Pero su furia desbocada no les permite asimilar las consecuencias de sus acciones en favor de la organización de los pobres. No se dan cuenta que la campaña furibunda, a través de la prensa, siembra el efecto contrario al que persiguen y coloca a la organización, ante los ojos y conciencias rebeldes, como la única opción para enfrentar al tú por tú al gobierno, les crea conciencia de su poderío como gente organizada, de que si las multitudes se unen bajo una sola dirección, son capaces de lograr lo que se propongan.
No alcanzan a ver que sus acciones para acabar y desprestigiar a la organización provocan que el pueblo le pierda el miedo al poder y que emprenda actos conscientes y osados, para atenuar por sí mismos su precaria situación. Tampoco se dan cuenta de que las campañas “antiantorchistas” atraen, cada día, a más y más grupos inconformes, que buscan el apoyo y el amparo de Antorcha, para librarse de liderazgos espurios y corruptos que les impiden mejorar su calidad de vida.
Esto se pone de manifiesto cuando hacemos un balance de los grupos que, durante los ocho meses que duró el plantón frente a las oficinas de Mario Marín -y en la guerra permanente, que desde hace dos años nos tiene declarada el marinismo-, se han acercado a nosotros. Colonos, campesinos, estudiantes, transportistas y trabajadores en general, han buscando el amparo y la ayuda de la organización “monstruo”; así llegaron con nosotros tianguistas de Tepeaca, de Texmelucan, de la Rivera Anaya, del Centro Histórico, de San Diego Manzanilla, que durante años fueron extorsionados, controlados y dirigidos por “liderazgos” que les vendían el estacionamiento, la plaza, la seguridad, la protección, el permiso, para sentarse en el tianguis.

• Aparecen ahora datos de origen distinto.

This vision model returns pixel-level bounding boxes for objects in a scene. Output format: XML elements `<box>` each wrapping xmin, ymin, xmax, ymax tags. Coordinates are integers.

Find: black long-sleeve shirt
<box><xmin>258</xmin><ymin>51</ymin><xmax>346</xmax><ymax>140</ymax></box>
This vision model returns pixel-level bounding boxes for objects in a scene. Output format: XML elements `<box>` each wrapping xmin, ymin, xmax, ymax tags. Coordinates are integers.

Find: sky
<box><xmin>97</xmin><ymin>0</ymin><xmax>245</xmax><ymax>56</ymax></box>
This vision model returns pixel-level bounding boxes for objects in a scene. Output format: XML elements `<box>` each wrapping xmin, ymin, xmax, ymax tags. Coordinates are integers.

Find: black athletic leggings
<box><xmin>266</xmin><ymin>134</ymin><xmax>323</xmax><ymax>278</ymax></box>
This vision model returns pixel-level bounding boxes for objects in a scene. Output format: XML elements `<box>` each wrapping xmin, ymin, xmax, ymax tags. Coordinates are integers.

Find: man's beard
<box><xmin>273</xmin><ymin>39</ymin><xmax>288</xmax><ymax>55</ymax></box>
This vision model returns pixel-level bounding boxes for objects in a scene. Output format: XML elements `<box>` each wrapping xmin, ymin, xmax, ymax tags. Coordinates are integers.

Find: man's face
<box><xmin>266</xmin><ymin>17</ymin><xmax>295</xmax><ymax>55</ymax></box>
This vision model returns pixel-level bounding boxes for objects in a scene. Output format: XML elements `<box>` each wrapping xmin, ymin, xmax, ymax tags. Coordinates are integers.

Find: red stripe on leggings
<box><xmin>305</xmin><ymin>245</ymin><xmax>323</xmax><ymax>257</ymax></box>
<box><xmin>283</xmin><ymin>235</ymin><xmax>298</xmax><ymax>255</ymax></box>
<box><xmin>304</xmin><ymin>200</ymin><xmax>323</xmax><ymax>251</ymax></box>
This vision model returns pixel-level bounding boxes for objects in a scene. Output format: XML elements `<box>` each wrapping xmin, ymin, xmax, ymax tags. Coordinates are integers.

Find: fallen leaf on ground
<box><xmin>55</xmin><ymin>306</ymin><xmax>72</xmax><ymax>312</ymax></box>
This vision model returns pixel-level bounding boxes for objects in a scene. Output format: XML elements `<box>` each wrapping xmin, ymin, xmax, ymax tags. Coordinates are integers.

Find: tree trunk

O colonos a los que les venden calles, pasillos, pedazos de suelo irregulares o que se reputan como propiedad de algún funcionario o de su protegido (Valencia, Talavera), o de algún empresario (Salim en Tepeaca, Garcés en San Martín), y que además eran obligados a obedecer y agradecer la protección y la oportunidad de trabajar. Pobre del que se rebelara, porque sólo encontraría golpes, desalojos violentos del área comprada, destrucción de sus mercancías, etc., etc. Finalmente, al tratar de levantar la voz y ser oídos por los encargados de gobernación, se dieron cuenta de los intereses poderosos que hay detrás de esos “liderazgos”, de quiénes son realmente los diseñadores de esa política de control y de sometimiento de los pobres, de a dónde llega gran parte de los dineros que se recaudan en los tianguis y a quiénes obedecen esos “líderes”.
Y, entonces, entendieron el porqué de la rabia de los políticos y sus amanuenses cuando Antorcha encabeza a los comerciantes ambulantes y a los tianguistas, pues la intromisión de Antorcha en esas áreas entorpece y lentifica el flujo monetario a las arcas de funcionarios de primer nivel, y es por eso que no sólo nos bombardean con “bazucasos excrementicios”, a través de sus empleados y de sus esbirros de la pluma; sino que, ahora, también se han dado a la tarea de amenazar, presionar y atemorizar, con persecuciones nocturnas (hasta en sus domicilios), a nuestros líderes regionales, con la convicción de que de esa manera dejaremos el campo libre.
Pero, como en el caso del plantón, una vez más se equivocan. No es de esa manera como nos van a hacer desistir de nuestros objetivos y de nuestras demandas; no es con amenazas, ni con la muerte, como van a poner freno a la intromisión de Antorcha en la conciencia de los grupos rebeldes. La única forma de terminar con Antorcha es acabar con la marginación, poniendo freno definitivo a la incesante pobreza, a la falta de empleo, de vivienda, salud, educación, etc. Prueben atender la demanda social, gobiernen con y para los pobres, y verán así languidecer al Movimiento Antorchista, indefectiblemente.
*Responsable del trabajo antorchista en el norte del municipio de Puebla.